The next day was devoted to travel preparations for our big trip to Santa Fe starting Friday morning … and to fiercely ignoring the now obvious signs of not allergies, but illness. Hell’s bells, those cold symptoms arrived and settled with a vengeance. Thus our first stop on route to New Mexico was the pharmacy in Junction to stock up on soothing goodies – not that they did much good.
Despite my affliction, we had a great drive, alternating on the wheel every hour, munching on veggies and cheese cubes, while enjoying the endless horizon of West Texas. Shortly after Fort Stockton, we left the interstate highway system for smaller county roads, aiming more or less straight NNW toward the Sangre de Cristo mountain range and Santa Fe. But before reaching these higher elevations, we had to cross many miles of flat Texas and New Mexico desert, showing nothing more than a lot of space with the occasional cattle operation and a lot of oil and gas exploration.

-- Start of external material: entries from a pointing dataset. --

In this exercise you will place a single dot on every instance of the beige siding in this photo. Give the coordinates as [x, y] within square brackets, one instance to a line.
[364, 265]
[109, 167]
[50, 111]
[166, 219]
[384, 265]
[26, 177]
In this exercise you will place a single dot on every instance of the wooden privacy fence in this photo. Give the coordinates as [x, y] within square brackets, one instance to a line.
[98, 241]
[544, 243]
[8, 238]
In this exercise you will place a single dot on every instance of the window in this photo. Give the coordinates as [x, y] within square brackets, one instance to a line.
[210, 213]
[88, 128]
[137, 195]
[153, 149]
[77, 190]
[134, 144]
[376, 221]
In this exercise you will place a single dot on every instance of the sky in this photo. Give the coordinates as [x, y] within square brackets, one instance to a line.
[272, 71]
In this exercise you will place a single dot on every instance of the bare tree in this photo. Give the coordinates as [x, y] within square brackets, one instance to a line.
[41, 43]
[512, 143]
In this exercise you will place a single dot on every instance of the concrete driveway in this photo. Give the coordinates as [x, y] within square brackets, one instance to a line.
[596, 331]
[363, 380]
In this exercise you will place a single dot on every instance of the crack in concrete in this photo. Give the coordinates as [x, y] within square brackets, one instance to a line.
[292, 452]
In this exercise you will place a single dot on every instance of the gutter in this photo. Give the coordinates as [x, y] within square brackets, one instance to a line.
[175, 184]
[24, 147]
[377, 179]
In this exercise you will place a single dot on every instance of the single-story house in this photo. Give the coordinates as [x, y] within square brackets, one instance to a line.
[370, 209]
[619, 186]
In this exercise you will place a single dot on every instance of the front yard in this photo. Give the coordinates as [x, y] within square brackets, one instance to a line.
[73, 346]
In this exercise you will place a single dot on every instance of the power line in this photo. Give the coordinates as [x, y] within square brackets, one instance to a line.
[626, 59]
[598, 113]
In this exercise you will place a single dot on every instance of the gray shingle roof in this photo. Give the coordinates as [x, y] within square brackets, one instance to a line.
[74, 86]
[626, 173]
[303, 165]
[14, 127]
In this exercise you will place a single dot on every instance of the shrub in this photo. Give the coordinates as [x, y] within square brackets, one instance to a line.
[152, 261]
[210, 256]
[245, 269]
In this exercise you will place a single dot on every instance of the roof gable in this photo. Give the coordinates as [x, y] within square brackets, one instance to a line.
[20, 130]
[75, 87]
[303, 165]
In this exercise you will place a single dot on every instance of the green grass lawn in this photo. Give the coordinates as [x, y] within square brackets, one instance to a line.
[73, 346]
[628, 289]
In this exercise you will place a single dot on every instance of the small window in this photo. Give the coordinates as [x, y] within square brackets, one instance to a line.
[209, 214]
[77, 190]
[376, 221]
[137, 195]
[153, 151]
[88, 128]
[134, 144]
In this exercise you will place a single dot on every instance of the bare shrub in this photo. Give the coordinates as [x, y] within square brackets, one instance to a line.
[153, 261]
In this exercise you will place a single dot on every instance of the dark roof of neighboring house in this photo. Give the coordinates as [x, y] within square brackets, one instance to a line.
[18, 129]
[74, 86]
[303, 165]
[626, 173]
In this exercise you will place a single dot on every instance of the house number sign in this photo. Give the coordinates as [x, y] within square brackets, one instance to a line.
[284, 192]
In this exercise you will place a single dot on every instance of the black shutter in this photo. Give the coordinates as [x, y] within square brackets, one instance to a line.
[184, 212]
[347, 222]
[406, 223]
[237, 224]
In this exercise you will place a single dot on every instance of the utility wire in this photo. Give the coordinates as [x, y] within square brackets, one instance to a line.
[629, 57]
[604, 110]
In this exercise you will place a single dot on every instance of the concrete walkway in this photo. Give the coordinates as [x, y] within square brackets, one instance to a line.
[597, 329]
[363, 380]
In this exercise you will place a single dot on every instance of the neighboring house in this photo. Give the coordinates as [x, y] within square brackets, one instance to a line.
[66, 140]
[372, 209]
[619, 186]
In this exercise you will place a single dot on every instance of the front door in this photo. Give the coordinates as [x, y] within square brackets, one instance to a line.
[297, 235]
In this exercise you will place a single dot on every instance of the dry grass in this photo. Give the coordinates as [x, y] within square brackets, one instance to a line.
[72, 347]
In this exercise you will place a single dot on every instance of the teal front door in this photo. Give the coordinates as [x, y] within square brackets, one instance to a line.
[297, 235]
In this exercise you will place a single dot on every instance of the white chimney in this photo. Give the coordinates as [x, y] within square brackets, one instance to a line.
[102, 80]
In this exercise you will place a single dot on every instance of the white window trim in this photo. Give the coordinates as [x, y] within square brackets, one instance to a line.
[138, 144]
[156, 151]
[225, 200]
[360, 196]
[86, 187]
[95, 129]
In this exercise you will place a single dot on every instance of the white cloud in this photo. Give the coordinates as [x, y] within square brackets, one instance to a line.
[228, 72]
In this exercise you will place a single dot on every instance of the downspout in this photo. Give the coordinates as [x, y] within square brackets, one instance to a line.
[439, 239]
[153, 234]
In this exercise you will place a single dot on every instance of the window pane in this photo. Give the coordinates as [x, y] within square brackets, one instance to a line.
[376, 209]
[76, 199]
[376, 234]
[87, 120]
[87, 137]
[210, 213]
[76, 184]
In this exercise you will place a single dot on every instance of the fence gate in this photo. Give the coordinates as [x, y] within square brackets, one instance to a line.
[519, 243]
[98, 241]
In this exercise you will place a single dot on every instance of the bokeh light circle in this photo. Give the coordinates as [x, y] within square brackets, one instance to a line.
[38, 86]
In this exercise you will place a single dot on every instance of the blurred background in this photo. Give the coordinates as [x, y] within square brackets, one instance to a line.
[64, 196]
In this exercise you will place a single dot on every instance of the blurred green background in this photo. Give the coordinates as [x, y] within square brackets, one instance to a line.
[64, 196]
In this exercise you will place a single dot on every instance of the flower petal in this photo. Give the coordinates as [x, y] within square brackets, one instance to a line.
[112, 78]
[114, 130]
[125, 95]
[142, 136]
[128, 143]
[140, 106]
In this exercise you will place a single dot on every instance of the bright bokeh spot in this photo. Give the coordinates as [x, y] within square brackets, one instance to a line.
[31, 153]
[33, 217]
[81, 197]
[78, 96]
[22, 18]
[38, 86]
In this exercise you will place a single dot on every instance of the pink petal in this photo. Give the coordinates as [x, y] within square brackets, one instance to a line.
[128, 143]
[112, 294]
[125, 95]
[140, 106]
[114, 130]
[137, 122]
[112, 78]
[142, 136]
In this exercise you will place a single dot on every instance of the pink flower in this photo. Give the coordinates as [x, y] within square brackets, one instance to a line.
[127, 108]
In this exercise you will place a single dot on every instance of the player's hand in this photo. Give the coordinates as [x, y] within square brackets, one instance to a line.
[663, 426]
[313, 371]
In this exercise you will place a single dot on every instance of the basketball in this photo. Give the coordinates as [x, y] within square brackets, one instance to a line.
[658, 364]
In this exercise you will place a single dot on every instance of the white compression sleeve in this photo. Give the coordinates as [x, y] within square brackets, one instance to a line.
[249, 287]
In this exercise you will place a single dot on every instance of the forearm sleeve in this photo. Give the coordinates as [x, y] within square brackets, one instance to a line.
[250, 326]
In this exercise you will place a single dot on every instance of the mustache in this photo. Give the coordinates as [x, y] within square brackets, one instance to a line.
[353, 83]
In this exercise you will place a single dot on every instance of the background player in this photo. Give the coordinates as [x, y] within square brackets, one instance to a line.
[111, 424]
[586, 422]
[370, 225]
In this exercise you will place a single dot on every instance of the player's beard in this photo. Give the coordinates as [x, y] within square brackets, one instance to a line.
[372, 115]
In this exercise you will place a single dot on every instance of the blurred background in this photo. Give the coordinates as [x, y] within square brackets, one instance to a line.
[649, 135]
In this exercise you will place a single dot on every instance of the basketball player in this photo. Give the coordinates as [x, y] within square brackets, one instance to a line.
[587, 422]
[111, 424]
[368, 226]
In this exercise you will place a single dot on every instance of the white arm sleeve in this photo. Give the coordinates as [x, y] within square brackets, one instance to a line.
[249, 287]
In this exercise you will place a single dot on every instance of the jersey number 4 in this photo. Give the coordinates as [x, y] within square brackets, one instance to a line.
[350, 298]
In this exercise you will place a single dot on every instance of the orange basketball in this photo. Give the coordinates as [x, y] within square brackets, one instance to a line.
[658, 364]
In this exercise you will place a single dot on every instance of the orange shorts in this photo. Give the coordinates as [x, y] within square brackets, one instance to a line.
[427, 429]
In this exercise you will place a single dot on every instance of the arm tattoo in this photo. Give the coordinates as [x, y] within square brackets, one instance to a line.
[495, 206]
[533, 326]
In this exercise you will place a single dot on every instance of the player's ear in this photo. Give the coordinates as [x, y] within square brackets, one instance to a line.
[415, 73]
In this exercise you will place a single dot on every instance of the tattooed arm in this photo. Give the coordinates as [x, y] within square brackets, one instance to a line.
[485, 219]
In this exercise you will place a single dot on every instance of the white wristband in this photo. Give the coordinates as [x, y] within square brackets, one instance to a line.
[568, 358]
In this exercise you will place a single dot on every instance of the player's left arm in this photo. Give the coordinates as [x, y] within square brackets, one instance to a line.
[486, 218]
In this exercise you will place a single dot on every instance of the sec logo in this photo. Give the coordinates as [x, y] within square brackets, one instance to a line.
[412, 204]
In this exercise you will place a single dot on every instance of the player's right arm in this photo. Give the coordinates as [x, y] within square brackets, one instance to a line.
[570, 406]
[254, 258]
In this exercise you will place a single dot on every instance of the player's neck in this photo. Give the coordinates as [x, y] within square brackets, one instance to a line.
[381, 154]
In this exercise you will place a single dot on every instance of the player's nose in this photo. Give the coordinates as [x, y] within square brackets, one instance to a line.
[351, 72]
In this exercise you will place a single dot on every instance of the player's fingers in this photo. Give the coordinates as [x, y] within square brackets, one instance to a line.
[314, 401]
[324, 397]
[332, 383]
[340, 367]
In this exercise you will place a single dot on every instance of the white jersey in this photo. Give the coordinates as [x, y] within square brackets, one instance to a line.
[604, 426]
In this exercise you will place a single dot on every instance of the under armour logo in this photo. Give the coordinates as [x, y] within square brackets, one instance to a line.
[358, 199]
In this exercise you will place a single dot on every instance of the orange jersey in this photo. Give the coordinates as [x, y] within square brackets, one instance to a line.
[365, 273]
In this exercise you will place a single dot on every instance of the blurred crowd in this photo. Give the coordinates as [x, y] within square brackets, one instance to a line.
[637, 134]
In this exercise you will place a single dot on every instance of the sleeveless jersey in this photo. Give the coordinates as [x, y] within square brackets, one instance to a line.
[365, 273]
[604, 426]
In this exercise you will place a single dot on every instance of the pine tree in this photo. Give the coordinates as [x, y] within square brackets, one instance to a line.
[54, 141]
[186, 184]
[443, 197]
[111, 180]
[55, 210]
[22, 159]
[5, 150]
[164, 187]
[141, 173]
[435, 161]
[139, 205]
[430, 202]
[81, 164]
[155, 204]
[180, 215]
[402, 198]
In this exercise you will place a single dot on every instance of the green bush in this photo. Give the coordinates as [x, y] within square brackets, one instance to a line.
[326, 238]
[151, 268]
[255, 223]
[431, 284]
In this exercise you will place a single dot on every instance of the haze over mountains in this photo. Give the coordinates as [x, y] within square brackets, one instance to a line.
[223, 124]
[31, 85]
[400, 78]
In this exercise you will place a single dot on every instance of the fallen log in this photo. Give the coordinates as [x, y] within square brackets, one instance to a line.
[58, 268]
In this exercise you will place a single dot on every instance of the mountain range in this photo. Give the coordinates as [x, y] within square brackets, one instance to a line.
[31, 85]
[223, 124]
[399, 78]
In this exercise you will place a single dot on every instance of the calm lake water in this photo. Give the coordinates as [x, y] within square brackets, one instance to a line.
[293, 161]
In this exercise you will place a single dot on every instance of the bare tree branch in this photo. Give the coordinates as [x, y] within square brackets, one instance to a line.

The last Texas outpost in this area is Pecos, a true frontier town.
Check out its colorful history here: West of Pecos Museum. We didn’t linger, pressing on toward Artesia, New Mexico, instead. Artesia is also quite a historical place. However, it’s fame stems from the sizzling hot days of the nearby Alamogordo testing site and the Cold War. This small town in the middle of no-where built the one and only US-American underground elementary school, which, in the early 1960s doubled as a fully equipped fallout shelter for over 2000 people. We didn’t see Abo Elementary School, but the more contemporary petroleum industry was quite apparent all around town.
And some other interesting odds and ends popped up,
as we were passing through town.
After Artesia we continued through the vast desert, encountering little until we
reached our destination for the night, Roswell, NM.
Naturally, it’s a little scary to actually sleep in Roswell, but my cold was in full bloom by now and I needed a bed badly enough, to not care in the least about the potential danger of an alien invasion.
Luckily, we weren’t molested by body snatchers and proceeded refreshed into higher elevations the next morning, to arrive at our exchange home in Santa Fe by midday Saturday.